Calculate the Characteristic Analysis Index
cai.Rd
cai()
computes the characteristic analysis index for an
independent variable and its classes using the scorecard, the model
development sample and the model monitoring sample
Arguments
- data
A two-column data frame that contains the unique classes in a single independent variable (located in the first column) and the associated points assigned to each class (located in the second column);
data
should be a subset of the overall scorecard- x
A vector containing the values of the independent variable in the development sample
- y
A vector containing the values of the independent variable in the monitoring sample
- verbose
(Logical) Should information on the CAI calculation be printed in the console?
Value
A list with two elements:
classes
: data frame with the CAI computed for each classnet
: numeric value that represents the index for the entire independent variable; i.e., the net of the CAI values inclasses
Details
The characteristic analysis index details shifts in the population within each independent variable.
The CAI is derived via the formula
$$\sum(P(Y = c) - P(X = c)) * t_{c}$$
for each level \(c\), where \(X\) is the development sample, \(Y\) is the monitoring sample and \(t\) is the number of scorecard points
References
Siddiqi, Naeem (2017). Intelligent Credit Scoring: Building and Implementing Better Credit Risk Scorecards. 2nd ed., Wiley., pp. 284-287.
Examples
set.seed(123)
industry_classes <- c("dairy", "fruit", "grain", "poultry")

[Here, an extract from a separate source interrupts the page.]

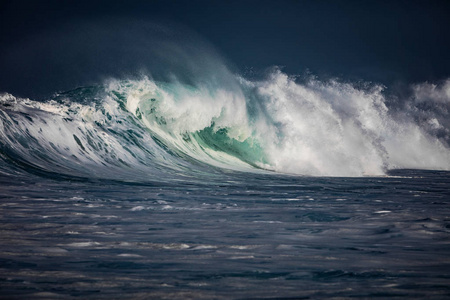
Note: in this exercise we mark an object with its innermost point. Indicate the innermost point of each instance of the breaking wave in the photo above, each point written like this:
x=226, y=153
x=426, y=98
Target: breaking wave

# Simulate development data
development_values <- sample(
x = industry_classes,
size = 1000,
replace = TRUE,
prob = c(0.25, 0.20, 0.25, 0.30)
)
# Simulate monitoring data
monitoring_values <- sample(
x = industry_classes,
size = 200,
replace = TRUE,
prob = c(0.20, 0.15, 0.10, 0.55)
)
# Points assigned to industry classes
characteristic_points <- tibble::tribble(
~class, ~points,
"dairy", 73,
"fruit", 65,
"grain", 87,
"poultry", 97
)
# Calculate characteristic analysis index for the "industry" independent
# variable
cai(
data = characteristic_points,
x = development_values,
y = monitoring_values
)
#> • Using "class" as the independent variable classes
#> • Using "points" as the scorecard points
#> $classes
#> class prop_development prop_monitoring points cai
#> 1 dairy 0.245 0.220 73 -1.825
#> 2 fruit 0.198 0.150 65 -3.120
#> 3 grain 0.261 0.065 87 -17.052
#> 4 poultry 0.296 0.565 97 26.093
#>
#> $net
#> [1] 4.096
#>